Dans le cas du lapacho, il faut savoir que les herboristes d’Amérique du Sud le recommandent également pour combattre le cancer. Au Brésil, des cas de guérison quasi miraculeuses de patients cancéreux ont été rapportés dans les années 1960, par le médecin Orlando dei Santi et le botaniste Walter Accorsi [3].

Vous pouvez vous procurer le lapacho en poudre de la marque Guayapi, commercialisé sous le nom de Tecoma Adenophilla, en vous rendant sur les sites Aromatic Provence ou Naturalforme.

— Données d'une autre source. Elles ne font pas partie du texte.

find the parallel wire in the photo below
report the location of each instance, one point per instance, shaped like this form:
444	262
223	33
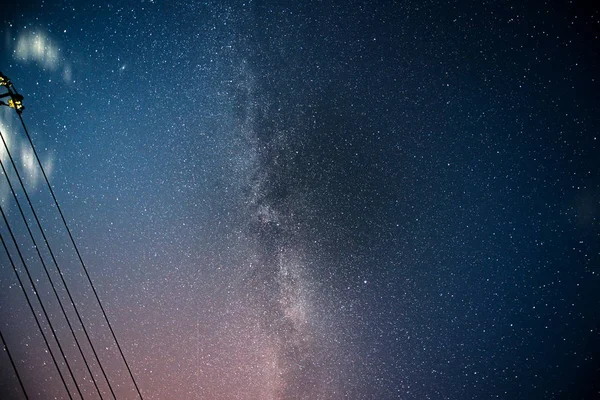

En gélule, vous trouverez du lapacho chez Natura Mundi.

À votre santé !

Jean-Marc Dupuis


PS : Bien entendu, nous ne touchons aucune commission ni rémunération en échange des produits que nous recommandons. Ceux-ci sont sélectionnés selon des critères stricts de composition, d’ingrédients et de qualité de fabrication.

Sources :

[1] Portillo A, Vila R, et al. Antifungal activity of Paraguayan plants used in traditional medicine. J.Ethnopharmacol . 2001 Jun ; 76(1) : 93-8. Machado TB, Pinto AV, et al. In vitro activity of Brazilian medicinal plants, naturally occurring naphthoquinones and their analogues, against methicillin-resistant Staphylococcus aureu. Int J Antimicrob Agents. 2003 Mar ; 21(3) : 279-84. Miranda FG, Vilar JC, et al. Antinociceptive and antiedematogenic properties and acute toxicity of Tabebuia avellanedae Lor. ex Griseb. inner bark aqueous extract. BMC Pharmacol. 2001 ; 1(1) : 6. Texte intégral sur BioMed Central

[2] Muller K, Sellmer A, Wiegrebe W. Potential antipsoriatic agents : lapacho compounds as potent inhibitors of HaCaT cell growth. J Nat Prod. 1999 Aug ; 62(8) : 1134-6.

[3] Red Lapacho (Tabebuia impetiginosa) – a global ethnopharmacological commodity ? Gómez Castellanos JR, Prieto JM, Heinrich M. J.Ethnopharmacol. 2009 Jan 12 ; 121(1) : 1-13. Review.